Si Olivier Mas était spécialiste du Moyen-Orient, il situe son dernier roman principalement en Afrique. « Mon personnage, Solange, se retrouve dans cette situation étrange. Elle est là sans rien avoir demandé. Elle connaît bien le Moyen-Orient, ce qui était mon cas. Elle sent donc une sorte de décalage », décrit l'auteur, qui a lui-même vécu cette expérience.

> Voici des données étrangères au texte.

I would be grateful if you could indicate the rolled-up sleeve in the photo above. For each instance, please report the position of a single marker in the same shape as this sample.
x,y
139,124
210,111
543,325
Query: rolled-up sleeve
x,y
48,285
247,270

Il évoque également le déclin de l'influence française sur le continent : « C'est l'échec de toute une politique française. Mais aussi un retour de bâton. Nous payons le prix de notre passé colonial. » Tout en reconnaissant l'arrivée des Chinois et des Russes, il prédit : « Dans quelques années, les élites se rendront compte que les Russes et les Chinois ne sont pas fiables. »

Renseignement humain face à la révolution technologique

Interrogé sur l'impact de l'intelligence artificielle et des nouvelles technologies, l'ancien officier du renseignement humain reste convaincu de la nécessité des sources humaines. « Les services sont traversés depuis quelques décennies par des révolutions majeures », reconnaît-il. « Le défi, c'est de ne jamais rater une de ces révolutions. Mais pour moi, derrière la machine, il faut toujours de l'analyse originale, de l'intuition et des sources humaines... Et ça, la machine ne saura jamais faire. »

L'engouement pour le roman d'espionnage

Olivier Mas analyse l'intérêt croissant du public pour le genre : « Les Français ont compris, depuis quinze ans, depuis les attentats, qu'il était légitime d'avoir des services de renseignement. Le monde est devenu fou et nous avons tous besoin d'avoir la certitude que les responsables politiques sont bien informés. Et pour pénétrer l'univers des services, il n'y a pas beaucoup d'autres canaux que la littérature ou les séries... »

Son parcours d'écrivain a commencé modestement : « J'avais peur de ne pas savoir écrire. Après deux documents et mes blogs, un éditeur m'a sollicité. J'ai essayé d'écrire de la fiction et j'y ai pris un plaisir fou. » Loin de vouloir imiter Gérard de Villiers, il a trouvé sa propre voix, nourrie par des années d'expérience sur le terrain.

Ombres chinoises d'Olivier Mas (éditions Flammarion, 416 pages, 21,50 euros) offre ainsi une plongée authentique dans les coulisses du renseignement français, où la fiction sert de révélateur aux réalités souvent méconnues des services secrets.